Infertility may be due to a single cause in either you or your partner. Or a combination of factors that may prevent a pregnancy from occurring or continuing. Fortunately, there are many safe and effective therapies for overcoming infertility.
When to see a doctor?

In general, you may consider seeing a doctor about infertility. If you and your partner have been trying regularly to conceive for at least one year.

Infertility problems can be present from birth (congenital). Or something can go wrong along the way that results in infertility.

The reasons for infertility can involve one or both partners. In general:

  • In about one-third of cases, the cause of infertility involves only the male.
  • In about one-third of cases, the cause of infertility involves only the female.
  • In the remaining cases, the cause of infertility involves both the male and female. Or no cause can be identified.
    The main causes of Male Infertility and Male Infertility Treatment 

Male Infertility Treatment Centre in Noida – Abnormal sperm production or function due to various problems. Such as undescended testicles, genetic defects, diabetes, prior infections. Such as mumps, trauma or prior surgeries on the testicles or inguinal region. Enlarged veins in the testes can increase blood flow and heat, affecting the number and shape of sperm.

Problems with the delivery of sperm due to sexual problems. Such as premature ejaculation, semen entering the bladder instead of emerging through the penis during orgasm (retrograde ejaculation), certain genetic diseases, such as cystic fibrosis, structural problems. Such as blockage of the part of the testicle that contains sperm (epididymis), or damage or injury to the reproductive organs. Men who have previously undergone a vasectomy and desire a return of fertility will also need to either have the vasectomy reversed (see “vasectomy reversal” below). Or have sperm retrieved through a surgical procedure for use in assisted reproductive techniques.

Overexposure to certain chemicals and toxins. Such as pesticides, radiation, tobacco smoke, alcohol  etc. (including testosterone). In addition, frequent exposure to heat, such as in saunas or hot tubs, can elevate the testicular temperature, impairing sperm production.

Causes of Female Infertility and Female Infertility Treatment Center in Noida

Ovulation disorders, due to hormonal disorders. Such as polycystic ovary syndrome. A condition that might relate to your ovaries producing too much of the male hormone testosterone, and hyperprolactinemia. When you have too much prolactin — the hormone that stimulates breast milk production.

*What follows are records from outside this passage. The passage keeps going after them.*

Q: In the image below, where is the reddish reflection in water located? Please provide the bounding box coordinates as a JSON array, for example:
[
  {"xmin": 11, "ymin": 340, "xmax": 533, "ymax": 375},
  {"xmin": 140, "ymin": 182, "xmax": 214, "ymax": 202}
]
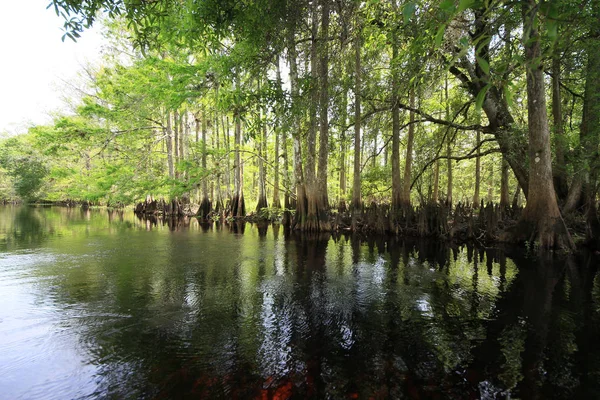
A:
[{"xmin": 0, "ymin": 208, "xmax": 600, "ymax": 399}]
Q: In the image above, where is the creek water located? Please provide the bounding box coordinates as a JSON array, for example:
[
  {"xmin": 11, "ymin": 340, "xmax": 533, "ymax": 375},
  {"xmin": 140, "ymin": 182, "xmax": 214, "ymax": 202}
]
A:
[{"xmin": 0, "ymin": 206, "xmax": 600, "ymax": 399}]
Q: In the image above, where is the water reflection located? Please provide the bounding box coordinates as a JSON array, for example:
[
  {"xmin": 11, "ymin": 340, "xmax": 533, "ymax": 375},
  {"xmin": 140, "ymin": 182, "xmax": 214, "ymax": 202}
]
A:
[{"xmin": 0, "ymin": 208, "xmax": 600, "ymax": 399}]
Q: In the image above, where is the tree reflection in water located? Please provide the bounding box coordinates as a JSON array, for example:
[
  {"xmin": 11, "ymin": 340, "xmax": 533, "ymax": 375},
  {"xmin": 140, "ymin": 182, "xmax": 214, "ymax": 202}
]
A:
[{"xmin": 1, "ymin": 210, "xmax": 600, "ymax": 399}]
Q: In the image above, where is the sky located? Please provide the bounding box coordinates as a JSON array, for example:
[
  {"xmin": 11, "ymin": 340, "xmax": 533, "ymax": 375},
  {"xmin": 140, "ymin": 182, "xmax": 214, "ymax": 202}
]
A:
[{"xmin": 0, "ymin": 0, "xmax": 102, "ymax": 135}]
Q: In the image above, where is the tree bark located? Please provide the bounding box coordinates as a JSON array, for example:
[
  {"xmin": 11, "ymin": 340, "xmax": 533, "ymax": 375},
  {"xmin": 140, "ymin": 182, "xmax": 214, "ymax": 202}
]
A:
[
  {"xmin": 444, "ymin": 76, "xmax": 453, "ymax": 205},
  {"xmin": 552, "ymin": 51, "xmax": 569, "ymax": 201},
  {"xmin": 256, "ymin": 79, "xmax": 269, "ymax": 212},
  {"xmin": 273, "ymin": 59, "xmax": 285, "ymax": 208},
  {"xmin": 317, "ymin": 0, "xmax": 330, "ymax": 209},
  {"xmin": 338, "ymin": 71, "xmax": 348, "ymax": 211},
  {"xmin": 390, "ymin": 27, "xmax": 400, "ymax": 212},
  {"xmin": 173, "ymin": 110, "xmax": 181, "ymax": 179},
  {"xmin": 500, "ymin": 156, "xmax": 510, "ymax": 208},
  {"xmin": 473, "ymin": 114, "xmax": 481, "ymax": 208},
  {"xmin": 232, "ymin": 70, "xmax": 246, "ymax": 217},
  {"xmin": 197, "ymin": 110, "xmax": 211, "ymax": 220},
  {"xmin": 352, "ymin": 16, "xmax": 362, "ymax": 222},
  {"xmin": 432, "ymin": 159, "xmax": 440, "ymax": 203},
  {"xmin": 504, "ymin": 0, "xmax": 574, "ymax": 250},
  {"xmin": 287, "ymin": 19, "xmax": 307, "ymax": 227},
  {"xmin": 165, "ymin": 112, "xmax": 175, "ymax": 179},
  {"xmin": 401, "ymin": 88, "xmax": 415, "ymax": 208}
]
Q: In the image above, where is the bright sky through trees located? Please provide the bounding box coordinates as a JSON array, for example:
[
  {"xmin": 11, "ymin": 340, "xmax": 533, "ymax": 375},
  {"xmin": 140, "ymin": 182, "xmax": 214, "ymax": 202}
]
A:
[{"xmin": 0, "ymin": 0, "xmax": 102, "ymax": 134}]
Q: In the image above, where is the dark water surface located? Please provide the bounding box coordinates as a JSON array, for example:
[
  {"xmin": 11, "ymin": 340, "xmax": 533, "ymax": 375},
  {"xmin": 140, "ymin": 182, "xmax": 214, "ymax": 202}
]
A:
[{"xmin": 0, "ymin": 207, "xmax": 600, "ymax": 399}]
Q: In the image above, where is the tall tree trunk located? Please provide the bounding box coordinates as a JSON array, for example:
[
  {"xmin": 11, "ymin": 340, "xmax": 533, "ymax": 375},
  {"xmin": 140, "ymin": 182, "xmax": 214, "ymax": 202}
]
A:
[
  {"xmin": 165, "ymin": 112, "xmax": 175, "ymax": 179},
  {"xmin": 338, "ymin": 76, "xmax": 348, "ymax": 212},
  {"xmin": 298, "ymin": 1, "xmax": 330, "ymax": 232},
  {"xmin": 500, "ymin": 156, "xmax": 510, "ymax": 209},
  {"xmin": 432, "ymin": 159, "xmax": 440, "ymax": 203},
  {"xmin": 581, "ymin": 0, "xmax": 600, "ymax": 242},
  {"xmin": 444, "ymin": 75, "xmax": 453, "ymax": 205},
  {"xmin": 197, "ymin": 110, "xmax": 210, "ymax": 219},
  {"xmin": 272, "ymin": 55, "xmax": 282, "ymax": 208},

Primary ovarian insufficiency, also called early menopause. When the ovaries stop working and menstruation ends before age 40.

Uterine or cervical abnormalities, including problems with the opening of the cervix or cervical mucus, or abnormalities in the shape or cavity of the uterus. Benign tumors in the wall of the uterus that are common in women (uterine fibroids) may rarely cause infertility by blocking the fallopian tubes. More often, fibroids may distort the uterine cavity interfering with implantation of the fertilized egg.

Fallopian tube damage or blockage, which usually results from inflammation of the fallopian tube (salpingitis). This can result from pelvic inflammatory disease. Usually caused by sexually transmitted infection, endometriosis or adhesions.

Endometriosis, which occurs when endometrial tissue implants and grows outside of the uterus. — often affecting the function of the ovaries, uterus and fallopian tubes.

Pelvic adhesions, bands of scar tissue that bind organs after pelvic infection, appendicitis, or abdominal or pelvic surgery.